Eric D Galbraith, professor at McGill University and associate faculty at the Autonomous University of Barcelona, shares his journey to a new paper, Growth Limitation of Marine Fish by Low Iron Availability in the Open Ocean, that harnesses Global Fishing Watch data with a healthy dose of collaboration and curiosity.
The story of this paper started with an attempt to predict where fishing activity should occur throughout the global ocean, based on simple principles. For a few years, colleagues and I had been working on a computer model that uses satellite images of the ocean surface to estimate phytoplankton growth rates, and then – using a series of equations based on ecological theory – predicts the growth of all fish at every point in the ocean. A simple economic model then simulates the evolution of fishing effort over time, harvesting the modeled fish populations, which then changes the fish abundance. So when the detailed global coverage of fishing activity provided by Global Fishing Watch (GFW) became available, I was really excited to compare it with the global model prediction to see how well we were doing.
A key model error
When I looked at the first plots comparing the model and the GFW data, I was pretty pleased. The model reproduced the high intensity of fishing activity along coastlines, compared with much lower activity in the open ocean. I showed it to David Kroodsma, the GFW research director, sure that he would be impressed with the model skill.
“Wow, your model has problems,” he said. “Why has it got all this fishing activity in these huge areas it obviously isn’t happening?” David pointed to the Southern Ocean, the North Pacific, and the eastern equatorial Pacific.
It was true. The model predicted lots of fishing activity in these three regions, and GFW showed very little fishing actually happening within them. But the association of those three regions instantly switched a lightbulb on in my head – from years of studying marine biogeochemistry, I knew very well that those three regions are the world’s most intensely iron-limited regions.
Our iron-poor ocean
Iron is abundant on land, but very scarce in seawater, and in those three regions it is found in such low concentrations that it couldn’t even be measured accurately until the 1980s.
For decades, oceanographers and biogeochemists have been studying the impacts of the low iron concentrations on phytoplankton growth. But I had never heard of iron being important for the nutrition of wild fish – could it be possible that this was the explanation for the model error?
My colleague Priscilla LeMezo dived into the literature to see if there was any work on the iron requirements for fish. She quickly found that aquaculturalists have long been concerned with the iron content of fish feed, since insufficient iron contents can lead to anaemia and slow growth. In fact, she found that the recommended aquaculture feed iron contents were an order of magnitude higher than the iron contents of iron-limited plankton!

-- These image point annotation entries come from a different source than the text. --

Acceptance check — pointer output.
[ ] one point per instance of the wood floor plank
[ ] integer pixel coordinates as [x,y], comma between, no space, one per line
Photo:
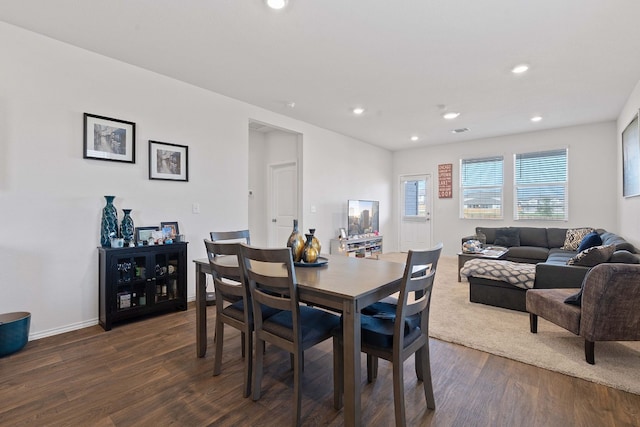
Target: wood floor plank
[146,373]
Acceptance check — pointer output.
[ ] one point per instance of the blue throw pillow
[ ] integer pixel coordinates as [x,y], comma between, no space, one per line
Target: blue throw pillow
[590,240]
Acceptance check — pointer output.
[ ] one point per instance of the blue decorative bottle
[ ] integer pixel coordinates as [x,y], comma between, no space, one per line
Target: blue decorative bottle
[109,226]
[126,227]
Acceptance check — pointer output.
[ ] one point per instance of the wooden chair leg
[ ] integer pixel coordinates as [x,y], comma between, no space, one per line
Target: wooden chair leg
[248,363]
[398,393]
[533,323]
[422,359]
[257,370]
[217,363]
[338,373]
[589,352]
[297,388]
[242,343]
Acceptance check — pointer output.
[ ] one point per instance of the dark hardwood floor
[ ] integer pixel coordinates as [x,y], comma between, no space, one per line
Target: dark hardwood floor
[146,373]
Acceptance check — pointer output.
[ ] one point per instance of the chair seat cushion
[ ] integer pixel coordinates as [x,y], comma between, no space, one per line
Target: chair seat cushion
[549,304]
[316,325]
[236,311]
[386,310]
[377,331]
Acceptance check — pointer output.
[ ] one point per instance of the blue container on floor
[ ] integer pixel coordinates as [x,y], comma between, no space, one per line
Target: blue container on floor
[14,331]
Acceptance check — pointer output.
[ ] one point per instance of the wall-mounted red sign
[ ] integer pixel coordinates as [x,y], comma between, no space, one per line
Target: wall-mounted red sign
[445,183]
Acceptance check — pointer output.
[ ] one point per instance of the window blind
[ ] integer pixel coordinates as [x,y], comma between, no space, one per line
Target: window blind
[541,185]
[481,182]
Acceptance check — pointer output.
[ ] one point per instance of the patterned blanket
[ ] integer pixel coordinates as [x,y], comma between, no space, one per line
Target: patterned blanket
[515,273]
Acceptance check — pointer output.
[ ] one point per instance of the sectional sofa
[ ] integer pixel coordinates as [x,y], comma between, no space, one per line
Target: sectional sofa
[549,249]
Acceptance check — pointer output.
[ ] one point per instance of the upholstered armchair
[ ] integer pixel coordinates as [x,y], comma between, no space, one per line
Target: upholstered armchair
[607,308]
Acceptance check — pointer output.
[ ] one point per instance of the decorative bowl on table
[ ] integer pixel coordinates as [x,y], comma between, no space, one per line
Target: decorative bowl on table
[472,246]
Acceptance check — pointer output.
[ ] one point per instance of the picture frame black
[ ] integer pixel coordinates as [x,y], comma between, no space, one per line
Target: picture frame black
[169,162]
[142,234]
[110,139]
[631,158]
[175,230]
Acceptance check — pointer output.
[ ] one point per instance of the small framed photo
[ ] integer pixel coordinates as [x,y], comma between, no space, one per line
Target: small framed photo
[109,139]
[168,161]
[143,234]
[170,229]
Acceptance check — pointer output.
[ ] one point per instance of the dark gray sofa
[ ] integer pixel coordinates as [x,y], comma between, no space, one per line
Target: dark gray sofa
[542,247]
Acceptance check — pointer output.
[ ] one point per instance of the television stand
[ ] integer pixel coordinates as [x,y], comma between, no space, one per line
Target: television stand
[362,247]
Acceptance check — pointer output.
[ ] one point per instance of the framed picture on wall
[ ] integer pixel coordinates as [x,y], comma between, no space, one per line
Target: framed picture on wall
[109,139]
[168,161]
[171,228]
[631,158]
[143,234]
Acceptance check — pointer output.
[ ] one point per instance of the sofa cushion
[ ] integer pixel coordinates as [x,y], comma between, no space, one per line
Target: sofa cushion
[621,244]
[624,257]
[507,237]
[556,237]
[574,237]
[590,240]
[533,236]
[529,254]
[593,256]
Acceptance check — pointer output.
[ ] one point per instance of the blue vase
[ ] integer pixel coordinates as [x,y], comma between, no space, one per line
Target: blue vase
[109,226]
[126,227]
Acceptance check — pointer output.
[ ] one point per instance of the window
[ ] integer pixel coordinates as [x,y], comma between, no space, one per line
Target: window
[481,188]
[415,197]
[541,185]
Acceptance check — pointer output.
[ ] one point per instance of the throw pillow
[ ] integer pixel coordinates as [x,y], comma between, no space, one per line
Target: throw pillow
[590,240]
[507,237]
[573,238]
[593,256]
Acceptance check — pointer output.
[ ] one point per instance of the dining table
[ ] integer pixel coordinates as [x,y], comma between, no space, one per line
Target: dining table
[342,284]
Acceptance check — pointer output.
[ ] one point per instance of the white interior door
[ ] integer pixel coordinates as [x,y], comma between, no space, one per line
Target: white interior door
[284,202]
[415,212]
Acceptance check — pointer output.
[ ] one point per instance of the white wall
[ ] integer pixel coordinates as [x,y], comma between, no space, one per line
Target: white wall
[51,198]
[592,176]
[628,208]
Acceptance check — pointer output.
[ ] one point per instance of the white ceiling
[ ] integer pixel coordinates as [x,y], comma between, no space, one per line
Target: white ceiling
[401,60]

Further research turned up more supporting evidence: like most animals, fish have a hard time assimilating iron from their food, explaining their need for a relatively iron-rich food supply. Then, she learned about the Antarctic ice fish. It is the only vertebrate that has ever evolved to live without iron-requiring hemoglobin, and is only found in the iron-poor Southern Ocean.
There seemed no way this could be coincidence: iron nutrition must be a consideration for fish, not just plankton.
When undergraduate research student Gerard Solanes Hernandes added a simple representation of iron limitation to our computer model, the comparison of fishing activity with GFW dramatically improved. Though this isn’t proof, it raises the possibility that there is less fishing in iron-poor regions because fish have a tough time surviving out there.
Less fishing in iron-poor regions
Our results open up all kinds of additional questions about what this could mean for marine ecosystems. For example, are marine mammals, birds and cephalopods better than fish at surviving on iron-poor food? Could the fact that rivers and streams tend to be iron-rich be a reason that salmon spawn in freshwaters? We had no idea, when we started to look at fishing effort in the GFW data, that it might tell us something about the dietary requirements of fish on the high seas. For me, it was a great example of scientific teamwork, and the power of combining model predictions with careful observations to come up with new ideas for how the world works.